Hello. I'm new to this forum so please bear with me. I just purchased this autococker with an Eblade 2 frame with version 1.10. This market has never been aired up or shot for a great price. My questions are
1) what year and model is the autococker. I'm thinking a prostock but not quite sure.
2) Is there away to test the solenoid with putting sir to the gun as I want to make sure everything is working perfect.
3) Can someone suggest which LPR and Ram I should replace the stock ones with. 4) Is there a web page or a sticky thread which shows you how to disassemble and reassemble and set up the proper length for the ram rod that contests to the rear block ect. Thanks for any and all help.
Note not sure why or how to post a picture from my phone of the autococker. If some k ows how to post pictures or can post the different prostock cockers would help.
1. pictures would help, anyone can slap an e2 on any cockers.
2. just air the gun up, and then put it into training mode
3. once again pics would help. the only real upgrade worth considering would be QEVs, or if it is a wgp cocker with an STO ram, then the wgp TRVs will work fine with it, as for an lpr palmers and eclipse/belsales are a favorite but they tend to cost alot of money.
this video will help you with every thing that you will need to know when you work on an autococker, it still applies to e-cockers, except you dont really need to worry about any mechanical timing with a 3-way, the only mechanical type of timing would be the sear lug depth-
It is an 05 superstock, most cocker parts are interchangeable, the only ones that cannot be changes it the front block, it uses a special front block, but is very good and does need upgrades. As I said before a new ram isn't necissary, it appears to have stock pneumatics, the STO ram is good, the only upgrade to them that would improve it would be TRVs, I believe that the threads are different for the front and rear barbs, so a set of WGPs will work with it. You can find them in the BST section here, and on eBay, they run about 35-40ish for a set of 2
Thanks again. I put it in training mode to test solenoid but when you pull the trigger nothing really happens. There is a delayed tick coming from the front solenoid but that's it.
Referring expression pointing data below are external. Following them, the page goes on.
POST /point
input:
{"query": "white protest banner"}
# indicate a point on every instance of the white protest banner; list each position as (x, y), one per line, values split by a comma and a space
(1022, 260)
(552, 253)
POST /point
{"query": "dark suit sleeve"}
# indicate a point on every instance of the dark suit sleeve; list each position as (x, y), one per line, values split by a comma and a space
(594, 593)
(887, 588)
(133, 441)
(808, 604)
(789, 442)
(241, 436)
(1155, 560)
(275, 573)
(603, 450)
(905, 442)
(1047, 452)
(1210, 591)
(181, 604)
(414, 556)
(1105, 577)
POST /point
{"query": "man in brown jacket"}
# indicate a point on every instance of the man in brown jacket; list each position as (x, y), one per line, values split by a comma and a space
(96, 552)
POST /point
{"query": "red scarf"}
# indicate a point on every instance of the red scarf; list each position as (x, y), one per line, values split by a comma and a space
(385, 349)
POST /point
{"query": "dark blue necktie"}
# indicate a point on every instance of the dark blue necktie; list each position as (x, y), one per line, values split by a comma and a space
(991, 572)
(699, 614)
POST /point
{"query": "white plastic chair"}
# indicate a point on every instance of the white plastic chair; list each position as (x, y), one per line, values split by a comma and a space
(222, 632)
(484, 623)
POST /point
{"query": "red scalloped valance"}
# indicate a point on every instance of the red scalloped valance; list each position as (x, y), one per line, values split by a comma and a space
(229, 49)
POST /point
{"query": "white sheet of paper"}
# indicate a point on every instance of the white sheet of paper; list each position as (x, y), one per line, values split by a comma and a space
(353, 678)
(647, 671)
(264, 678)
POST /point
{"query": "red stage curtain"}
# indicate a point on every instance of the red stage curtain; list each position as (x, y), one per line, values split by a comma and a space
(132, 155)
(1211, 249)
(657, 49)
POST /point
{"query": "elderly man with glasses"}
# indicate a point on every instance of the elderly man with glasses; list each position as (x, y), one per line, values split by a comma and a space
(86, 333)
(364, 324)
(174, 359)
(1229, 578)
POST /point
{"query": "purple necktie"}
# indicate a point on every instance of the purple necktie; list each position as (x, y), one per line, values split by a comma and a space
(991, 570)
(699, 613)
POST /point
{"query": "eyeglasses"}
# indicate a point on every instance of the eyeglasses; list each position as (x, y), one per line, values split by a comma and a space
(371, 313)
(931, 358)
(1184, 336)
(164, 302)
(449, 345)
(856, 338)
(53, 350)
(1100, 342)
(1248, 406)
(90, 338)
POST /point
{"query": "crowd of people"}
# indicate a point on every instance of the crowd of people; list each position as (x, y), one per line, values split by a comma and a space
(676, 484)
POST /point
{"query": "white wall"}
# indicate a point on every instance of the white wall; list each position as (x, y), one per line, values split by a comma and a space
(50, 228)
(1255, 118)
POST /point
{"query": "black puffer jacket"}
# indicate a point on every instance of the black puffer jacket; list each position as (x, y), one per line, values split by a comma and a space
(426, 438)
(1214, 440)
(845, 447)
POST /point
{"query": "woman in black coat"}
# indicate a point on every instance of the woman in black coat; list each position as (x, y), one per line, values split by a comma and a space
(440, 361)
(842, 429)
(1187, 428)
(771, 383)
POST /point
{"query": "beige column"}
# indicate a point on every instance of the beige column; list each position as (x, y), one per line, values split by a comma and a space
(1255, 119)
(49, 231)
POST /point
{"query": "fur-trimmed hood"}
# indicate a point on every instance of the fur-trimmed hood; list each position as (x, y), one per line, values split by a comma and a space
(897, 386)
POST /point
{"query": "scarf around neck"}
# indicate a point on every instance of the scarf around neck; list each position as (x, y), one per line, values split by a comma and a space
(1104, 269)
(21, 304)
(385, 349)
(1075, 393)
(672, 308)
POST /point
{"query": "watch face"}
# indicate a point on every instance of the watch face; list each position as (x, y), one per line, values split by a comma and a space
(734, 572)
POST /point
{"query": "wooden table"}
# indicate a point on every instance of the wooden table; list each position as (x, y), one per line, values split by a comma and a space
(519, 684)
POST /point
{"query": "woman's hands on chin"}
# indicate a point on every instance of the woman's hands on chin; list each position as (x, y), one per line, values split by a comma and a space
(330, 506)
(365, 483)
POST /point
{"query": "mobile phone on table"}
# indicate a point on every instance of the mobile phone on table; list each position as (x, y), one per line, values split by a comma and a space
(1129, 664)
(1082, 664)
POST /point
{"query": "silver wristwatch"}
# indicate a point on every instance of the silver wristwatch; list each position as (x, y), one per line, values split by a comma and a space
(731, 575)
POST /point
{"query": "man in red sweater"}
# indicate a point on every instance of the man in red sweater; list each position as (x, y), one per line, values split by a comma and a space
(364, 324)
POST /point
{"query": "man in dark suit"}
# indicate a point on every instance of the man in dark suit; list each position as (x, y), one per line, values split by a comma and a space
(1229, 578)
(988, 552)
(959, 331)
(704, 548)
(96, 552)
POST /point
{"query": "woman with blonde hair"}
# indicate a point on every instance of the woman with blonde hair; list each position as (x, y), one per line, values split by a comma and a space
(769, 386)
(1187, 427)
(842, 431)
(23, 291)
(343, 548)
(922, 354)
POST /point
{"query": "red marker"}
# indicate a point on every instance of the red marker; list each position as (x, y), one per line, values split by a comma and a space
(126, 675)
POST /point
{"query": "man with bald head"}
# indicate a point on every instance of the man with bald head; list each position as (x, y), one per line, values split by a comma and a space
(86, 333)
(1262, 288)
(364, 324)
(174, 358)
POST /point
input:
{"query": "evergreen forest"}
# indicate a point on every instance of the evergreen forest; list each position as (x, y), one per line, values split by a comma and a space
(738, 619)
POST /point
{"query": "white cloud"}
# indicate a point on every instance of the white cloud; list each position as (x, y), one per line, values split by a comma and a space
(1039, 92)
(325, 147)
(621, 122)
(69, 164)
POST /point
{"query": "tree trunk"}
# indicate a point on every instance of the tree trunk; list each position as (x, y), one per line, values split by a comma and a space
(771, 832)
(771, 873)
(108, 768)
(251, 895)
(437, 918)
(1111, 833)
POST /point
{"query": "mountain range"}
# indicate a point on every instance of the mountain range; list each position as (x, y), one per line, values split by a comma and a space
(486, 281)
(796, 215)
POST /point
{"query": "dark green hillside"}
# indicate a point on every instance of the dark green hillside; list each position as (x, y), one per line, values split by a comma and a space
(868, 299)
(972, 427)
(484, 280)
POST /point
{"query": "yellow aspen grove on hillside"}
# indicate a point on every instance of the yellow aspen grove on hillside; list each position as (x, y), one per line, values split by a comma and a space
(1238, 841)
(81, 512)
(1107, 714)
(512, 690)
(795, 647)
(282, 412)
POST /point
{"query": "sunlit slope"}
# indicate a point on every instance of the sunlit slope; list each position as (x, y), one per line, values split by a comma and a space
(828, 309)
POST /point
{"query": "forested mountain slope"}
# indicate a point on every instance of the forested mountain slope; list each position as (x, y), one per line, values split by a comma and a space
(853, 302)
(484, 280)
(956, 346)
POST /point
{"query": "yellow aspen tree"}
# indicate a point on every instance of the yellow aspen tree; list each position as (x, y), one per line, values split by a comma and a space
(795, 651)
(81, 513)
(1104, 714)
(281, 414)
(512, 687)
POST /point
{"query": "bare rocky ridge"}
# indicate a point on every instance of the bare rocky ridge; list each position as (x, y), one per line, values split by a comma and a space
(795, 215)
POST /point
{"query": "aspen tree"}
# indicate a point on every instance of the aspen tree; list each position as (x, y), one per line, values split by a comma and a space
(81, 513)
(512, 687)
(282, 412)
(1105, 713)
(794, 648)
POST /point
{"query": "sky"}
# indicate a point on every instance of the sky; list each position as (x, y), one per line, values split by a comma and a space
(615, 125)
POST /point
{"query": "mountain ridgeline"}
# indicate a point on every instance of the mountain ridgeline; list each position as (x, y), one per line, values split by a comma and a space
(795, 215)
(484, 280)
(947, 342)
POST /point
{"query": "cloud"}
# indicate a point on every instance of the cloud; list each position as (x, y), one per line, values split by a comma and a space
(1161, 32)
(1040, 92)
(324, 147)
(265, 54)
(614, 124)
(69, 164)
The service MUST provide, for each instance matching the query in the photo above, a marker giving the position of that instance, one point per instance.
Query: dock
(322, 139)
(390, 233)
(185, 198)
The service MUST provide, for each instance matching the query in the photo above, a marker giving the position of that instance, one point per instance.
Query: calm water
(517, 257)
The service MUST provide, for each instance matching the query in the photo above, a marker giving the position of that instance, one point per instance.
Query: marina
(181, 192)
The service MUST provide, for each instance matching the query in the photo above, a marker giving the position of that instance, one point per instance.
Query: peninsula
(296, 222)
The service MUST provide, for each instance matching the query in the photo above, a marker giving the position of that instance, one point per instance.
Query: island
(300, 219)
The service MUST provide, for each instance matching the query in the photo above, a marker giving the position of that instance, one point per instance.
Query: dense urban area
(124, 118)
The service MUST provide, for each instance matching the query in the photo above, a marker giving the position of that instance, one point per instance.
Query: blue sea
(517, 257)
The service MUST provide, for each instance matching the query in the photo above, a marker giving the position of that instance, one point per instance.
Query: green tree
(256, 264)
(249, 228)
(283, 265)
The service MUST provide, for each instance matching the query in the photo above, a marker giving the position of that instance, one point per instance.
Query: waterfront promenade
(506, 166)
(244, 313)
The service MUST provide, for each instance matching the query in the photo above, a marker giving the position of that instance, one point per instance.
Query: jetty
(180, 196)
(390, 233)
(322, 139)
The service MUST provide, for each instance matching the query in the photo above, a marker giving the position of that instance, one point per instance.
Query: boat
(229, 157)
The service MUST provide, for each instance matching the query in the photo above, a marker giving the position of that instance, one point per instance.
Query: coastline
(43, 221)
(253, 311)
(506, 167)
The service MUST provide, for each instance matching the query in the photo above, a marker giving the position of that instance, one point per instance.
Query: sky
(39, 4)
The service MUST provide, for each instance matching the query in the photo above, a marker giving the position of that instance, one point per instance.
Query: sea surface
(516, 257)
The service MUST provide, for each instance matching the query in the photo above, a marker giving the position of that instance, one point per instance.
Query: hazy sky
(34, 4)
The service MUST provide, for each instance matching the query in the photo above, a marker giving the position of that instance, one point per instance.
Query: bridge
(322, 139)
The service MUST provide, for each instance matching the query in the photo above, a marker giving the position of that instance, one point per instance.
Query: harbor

I must be doing something wrong. Any suggestion.
means you have the eyes on and the delay'd tick means its holding to back block back waiting for a ball. doesnt work like a normal marker where if the eyes dont see a ball it doesnt shoot. since the bolt is always forward it has to "wait" for a ball.
if your not using air nothings going to happen either.
the gun wont fire in training, since it doesnt activate the sear solenoid. its the loud one, you can definately hear it. it just activates to cocking solenoid to move the bolt around.
its hard to tell from your avy, but it looks like yours has an e2 eblade frame instead of the stock SF frame. which is a very good thing. cant really tell if its an e1 or e2 though from the small pic. it will say what board is in it when you turn it on.
Its an Eblade2 frame
So I found the problem. The guy who had it before me had put the front solenoid connector in the spot for the trigger sear solenoid connector. The trigger solenoid is not moving.
My problem now is that the trigger Solenoid seems to work well but some times it will not move on first few trigger pulls. But if you push the solenoid plate just a bit it will fire and work fine. But if you stop for any period of time it gets stuck again. I'm assuming its due to a lower battery level I hope.
Second issue is with the screen. Lines appear on display now and again when eyes are on and there is a delay in the trigger or it flashes a bit
I'm thinking I should just replace the board since previous owner had it hooked up wrong and may have damaged the board. But that's why he sold it because he couldn't get the solenoid to work. All the stickers were still on this gun when I received it. So don't mind replacing some parts.
plugging the wires in backwards wont damage the board, its the easiest way yo check if a solenoid is still working. screens just go bad with time/use, theres not much you can do about that part unfortunately. the delay in the trigger could be caused by settings or a low battery.
try resetting the board to factory fast, get a fresh battery, air, and some paint. go see how it shoots.